After performing the above experiments on our datasets, we noticed a bump of 10 points in macro-precision without affecting the macro-recall (\(\pm\) 1 point in recall). Our model became more robust to mis-classifications and was able to reject low-confidence predictions thereby increasing the confidence in the model to handle sensitive compliance-related turns.
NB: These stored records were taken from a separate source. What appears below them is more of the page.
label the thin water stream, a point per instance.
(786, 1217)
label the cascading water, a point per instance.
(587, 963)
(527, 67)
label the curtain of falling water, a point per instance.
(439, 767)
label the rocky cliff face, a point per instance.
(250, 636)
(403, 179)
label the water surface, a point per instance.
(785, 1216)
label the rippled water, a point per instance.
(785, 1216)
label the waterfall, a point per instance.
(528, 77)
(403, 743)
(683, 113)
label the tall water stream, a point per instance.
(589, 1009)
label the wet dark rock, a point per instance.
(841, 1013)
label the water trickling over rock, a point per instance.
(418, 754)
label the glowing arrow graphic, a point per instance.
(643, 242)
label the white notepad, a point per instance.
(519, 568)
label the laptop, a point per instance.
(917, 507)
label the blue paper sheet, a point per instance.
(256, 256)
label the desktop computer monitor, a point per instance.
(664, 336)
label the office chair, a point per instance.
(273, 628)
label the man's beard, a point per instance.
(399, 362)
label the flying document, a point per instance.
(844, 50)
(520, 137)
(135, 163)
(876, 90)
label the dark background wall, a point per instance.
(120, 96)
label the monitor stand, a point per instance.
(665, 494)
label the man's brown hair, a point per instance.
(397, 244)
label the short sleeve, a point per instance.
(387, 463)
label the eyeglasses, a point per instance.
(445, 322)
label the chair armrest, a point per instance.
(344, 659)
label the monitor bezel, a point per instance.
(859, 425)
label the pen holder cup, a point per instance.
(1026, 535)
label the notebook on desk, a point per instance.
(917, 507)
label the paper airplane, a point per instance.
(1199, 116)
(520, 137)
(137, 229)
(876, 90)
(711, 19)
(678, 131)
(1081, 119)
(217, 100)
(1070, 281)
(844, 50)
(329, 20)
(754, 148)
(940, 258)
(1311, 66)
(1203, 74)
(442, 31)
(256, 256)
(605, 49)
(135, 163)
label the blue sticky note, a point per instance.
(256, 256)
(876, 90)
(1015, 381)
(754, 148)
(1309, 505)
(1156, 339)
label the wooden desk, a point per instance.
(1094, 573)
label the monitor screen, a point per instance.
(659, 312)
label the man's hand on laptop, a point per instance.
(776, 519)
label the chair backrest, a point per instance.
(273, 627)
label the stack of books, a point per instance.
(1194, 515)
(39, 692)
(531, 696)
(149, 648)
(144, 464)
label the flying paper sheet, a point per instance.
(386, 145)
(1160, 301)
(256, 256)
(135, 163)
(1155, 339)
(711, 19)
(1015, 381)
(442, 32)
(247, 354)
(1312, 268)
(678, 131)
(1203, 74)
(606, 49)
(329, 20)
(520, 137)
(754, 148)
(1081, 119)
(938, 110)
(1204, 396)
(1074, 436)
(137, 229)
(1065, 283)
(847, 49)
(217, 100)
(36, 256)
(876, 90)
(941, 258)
Our product metrics also improved by a margin - after implementing the above solution we were able to bring down false consumer verification from ~0.67% to ~0.18% on the dataset.

Caveats

Temperature Scaling does not work well when the dataset distributions differ i.e. whenever there’s data drift between the production data and the validation data, the calibration of the model is not accurate. If there’s a data drift, the above methodology needs to be performed again to maintain data sanity. Thresholding affects recall (read reduce) when we go forward with maximizing precision gains.

Citations

  1. Guo, Chuan, et al. “On calibration of modern neural networks.” International Conference on Machine Learning. PMLR, 2017
  2. https://towardsdatascience.com/confidence-calibration-for-deep-networks-why-and-how-e2cd4fe4a086
  3. Zhang, Hongyi, et al. “mixup: Beyond empirical risk minimization.” arXiv preprint arXiv:1710.09412 (2017)
  4. Neal, Radford M. Bayesian learning for neural networks. Vol. 118. Springer Science & Business Media, 2012.
  5. Lakshminarayanan, Balaji, Alexander Pritzel, and Charles Blundell. “Simple and scalable predictive uncertainty estimation using deep ensembles.” Advances in neural information processing systems 30 (2017).